The existing architecture to ensure sustainable development in the high seas in the Indian Ocean exhibits numerous shortcomings. This policy brief addresses the most pressing gaps and proposes a set of policy recommendations, including specific first steps that ought to be taken in the near future.

These policy recommendations include Marine Protected Areas (MPAs) as part of spatial management of fisheries, the possibilities of creating new or expanding existing governance instruments, and enhancing enforcement measures that are required to make a multilateral, comprehensive governance instrument for the Indian Ocean effective.

The policy brief argues that more advanced forms of governance of regional seas need to be established that will support better cooperation and communication between governments and wider stakeholder communities. Furthermore, sustainable development in the Indian Ocean requires a well-functioning framework that is geographically inclusive and covers a wide range of species.

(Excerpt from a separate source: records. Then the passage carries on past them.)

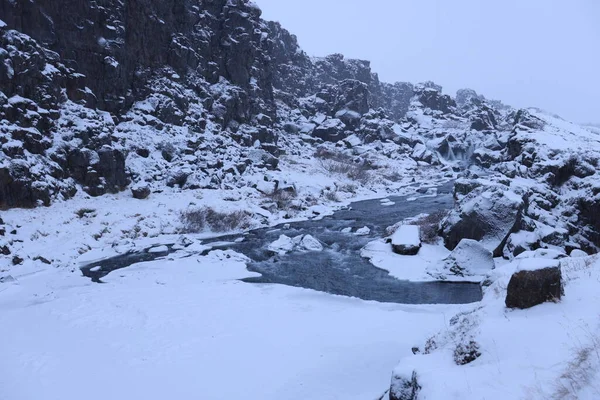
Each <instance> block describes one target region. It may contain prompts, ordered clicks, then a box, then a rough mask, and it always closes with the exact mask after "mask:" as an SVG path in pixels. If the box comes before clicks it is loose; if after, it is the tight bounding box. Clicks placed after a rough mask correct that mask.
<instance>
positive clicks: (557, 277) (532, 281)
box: [505, 258, 563, 309]
mask: <svg viewBox="0 0 600 400" xmlns="http://www.w3.org/2000/svg"><path fill="white" fill-rule="evenodd" d="M562 294H563V289H562V274H561V270H560V263H559V262H558V261H554V260H548V259H538V258H530V259H524V260H523V261H522V264H521V267H520V270H519V271H517V272H515V273H514V274H513V275H512V277H511V278H510V282H509V283H508V288H507V292H506V301H505V303H506V307H508V308H521V309H524V308H531V307H533V306H536V305H538V304H542V303H545V302H548V301H558V300H560V299H561V297H562Z"/></svg>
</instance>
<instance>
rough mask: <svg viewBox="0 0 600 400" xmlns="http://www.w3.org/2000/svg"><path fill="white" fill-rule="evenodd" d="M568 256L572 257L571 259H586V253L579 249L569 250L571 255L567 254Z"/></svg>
mask: <svg viewBox="0 0 600 400" xmlns="http://www.w3.org/2000/svg"><path fill="white" fill-rule="evenodd" d="M569 256H571V257H573V258H581V257H587V256H588V253H586V252H585V251H583V250H580V249H573V250H571V253H570V254H569Z"/></svg>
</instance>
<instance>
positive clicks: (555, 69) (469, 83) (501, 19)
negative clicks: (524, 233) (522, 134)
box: [255, 0, 600, 122]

Developing countries should be given assistance in this process and the private sector, the scientific community as well as local communities should be fully involved. Monitoring, control, and surveillance of any areas covered in existing and future treaties (including MPAs) will also depend on countries and the private sector working together.

Uniform standards for fisheries are dependent on effective data collection and reporting, requiring a commitment from all parties involved to gather and share this information. Together, these recommendations aim to create an inclusive and cooperative governance structure for the Indian Ocean in the service of blue growth.

This policy brief draws on The Hague Institute’s work on the Global Governance Reform Initiative (GGRI) project, which is a collaborative effort between The Hague Institute, the Ministry of Foreign Affairs of the Netherlands, and the Observer Research Foundation (New Delhi).